Zweitens und wichtiger: Systemzertrümmerung und Regulierung sind nicht dasselbe! Deutschland ist Vorzeigeland für eine auf strengen Organisationsgesetzen beruhende Banken- und Versicherungsaufsicht. Natürlich kann und muß jede Finanzaufsicht verbessert werden, wenn sich die Strukturen der Bankgeschäfte und der angebotenen Finanzprodukte ändern. Nur: Das ist ein mühsameres Geschäft, als mit dem Vorschlaghammer zuzuschlagen und ein erprobtes System auf den Schrottplatz zu werfen. Steinbrück scheint entgangen zu sein, daß nicht nur Deutsche und Commerzbank Universalbanken sind, sondern alle vom Geschäft her spekulationsfernen und überdies – durch Kommunen und genossenschaftliche Anteilseigner – demokratisch kontrollierten Sparkassen und Volksbanken. Gerade die gegenwärtige Bankenkrise bestätigt, daß die Universalbank der stabilste und robusteste Typ ist, den es in Zeiten unsicherer und volatiler Märkte gibt. Er verlangt vom Management mehr als Dienst nach Vorschrift.

Und was ist mit der „Gier“ und den diversen Entgleisungen bei Boni-Zahlungen? Schreien sie nicht förmlich nach einer strengeren Aufsicht? Ja, das tun sie. Doch welche Anforderungen das an Sachkunde, Kompetenz und Erfahrung verlangt, hat erst kürzlich die Deutsche Bundesbank demonstriert, als sie fast resignierend feststellte, wie schwer allein im Wertpapiergeschäft der Banken die Abgrenzung zwischen normalen Kundenaufträgen und dem bisweilen, aber keineswegs durchgängig, spekulativen Eigenhandel der Banken sei.

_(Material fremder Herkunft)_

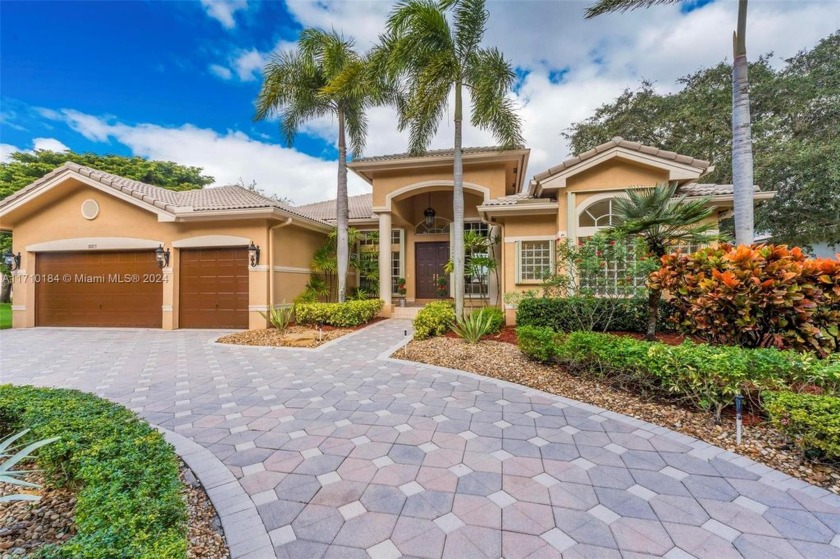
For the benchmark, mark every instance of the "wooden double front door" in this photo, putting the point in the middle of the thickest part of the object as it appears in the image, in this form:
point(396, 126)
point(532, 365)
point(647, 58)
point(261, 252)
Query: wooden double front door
point(430, 258)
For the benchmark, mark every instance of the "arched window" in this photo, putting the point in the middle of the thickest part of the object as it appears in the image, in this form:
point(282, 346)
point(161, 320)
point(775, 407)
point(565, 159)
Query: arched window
point(441, 226)
point(599, 214)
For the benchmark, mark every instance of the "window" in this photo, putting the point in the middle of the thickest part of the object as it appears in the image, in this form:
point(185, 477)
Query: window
point(598, 215)
point(535, 259)
point(441, 225)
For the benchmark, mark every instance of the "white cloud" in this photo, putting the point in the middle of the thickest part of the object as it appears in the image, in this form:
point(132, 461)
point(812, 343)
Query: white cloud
point(226, 156)
point(50, 144)
point(220, 71)
point(223, 11)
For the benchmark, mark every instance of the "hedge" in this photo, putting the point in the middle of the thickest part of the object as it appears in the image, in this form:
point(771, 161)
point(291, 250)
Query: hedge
point(129, 502)
point(571, 314)
point(811, 421)
point(707, 376)
point(347, 314)
point(435, 319)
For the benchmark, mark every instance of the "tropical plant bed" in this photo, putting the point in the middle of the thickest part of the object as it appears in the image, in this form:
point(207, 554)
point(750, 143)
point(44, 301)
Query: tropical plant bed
point(293, 336)
point(504, 361)
point(26, 527)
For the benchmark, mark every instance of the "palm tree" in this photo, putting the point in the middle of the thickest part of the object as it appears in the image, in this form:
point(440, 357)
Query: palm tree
point(325, 76)
point(433, 58)
point(742, 158)
point(662, 221)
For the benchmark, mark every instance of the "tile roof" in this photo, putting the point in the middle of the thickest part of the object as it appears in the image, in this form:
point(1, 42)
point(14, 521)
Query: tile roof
point(618, 141)
point(429, 153)
point(360, 206)
point(206, 199)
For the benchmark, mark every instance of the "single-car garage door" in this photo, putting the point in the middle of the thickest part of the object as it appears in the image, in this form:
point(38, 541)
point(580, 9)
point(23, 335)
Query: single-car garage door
point(213, 290)
point(119, 289)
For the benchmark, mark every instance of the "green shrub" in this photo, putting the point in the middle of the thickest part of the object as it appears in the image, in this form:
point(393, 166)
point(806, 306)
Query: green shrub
point(572, 314)
point(435, 319)
point(349, 313)
point(708, 377)
point(129, 501)
point(538, 343)
point(474, 326)
point(496, 316)
point(280, 318)
point(811, 421)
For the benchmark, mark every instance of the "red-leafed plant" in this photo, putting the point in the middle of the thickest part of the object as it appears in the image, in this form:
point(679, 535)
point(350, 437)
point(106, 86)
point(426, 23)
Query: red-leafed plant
point(758, 296)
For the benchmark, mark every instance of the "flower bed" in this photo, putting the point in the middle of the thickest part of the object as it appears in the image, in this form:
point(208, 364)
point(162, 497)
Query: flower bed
point(129, 501)
point(761, 441)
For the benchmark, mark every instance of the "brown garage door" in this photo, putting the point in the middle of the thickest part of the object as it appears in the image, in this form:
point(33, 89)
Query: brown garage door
point(98, 289)
point(214, 288)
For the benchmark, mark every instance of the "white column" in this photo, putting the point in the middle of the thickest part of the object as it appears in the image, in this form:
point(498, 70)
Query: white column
point(385, 259)
point(492, 283)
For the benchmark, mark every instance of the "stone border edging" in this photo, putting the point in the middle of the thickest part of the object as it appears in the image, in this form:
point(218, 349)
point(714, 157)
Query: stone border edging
point(701, 449)
point(244, 530)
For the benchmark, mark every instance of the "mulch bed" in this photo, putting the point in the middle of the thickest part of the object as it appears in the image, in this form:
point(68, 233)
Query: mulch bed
point(504, 361)
point(28, 526)
point(271, 337)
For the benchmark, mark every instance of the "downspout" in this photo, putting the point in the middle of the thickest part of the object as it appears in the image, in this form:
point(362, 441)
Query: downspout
point(271, 261)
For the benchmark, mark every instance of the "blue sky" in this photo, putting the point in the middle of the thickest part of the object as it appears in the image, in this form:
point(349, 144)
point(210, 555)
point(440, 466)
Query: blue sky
point(176, 80)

Als Bundesfinanzminister räumte Steinbrück anläßlich der Weltfinanzkrise resignierend ein: „Politik bedeutet, auf der Basis unzureichender Informationen entscheiden zu müssen.“ Sein Finanzmarktpapier zeigt, daß das auch sein Problem ist. Er könnte noch dazu lernen. Wenn das Steinbrücks Reifezeugnis für das höchste Regierungsamt gewesen sein soll, dann haben die Amtsinhaber nicht allzuviel von ihm zu befürchten.

 

Prof. Dr. Wilhelm Hankel war unter SPD-Minister Karl Schiller Leiter der Währungsabteilung des Wirtschaftsministeriums und Chef der Bank- und Versicherungsaufsicht.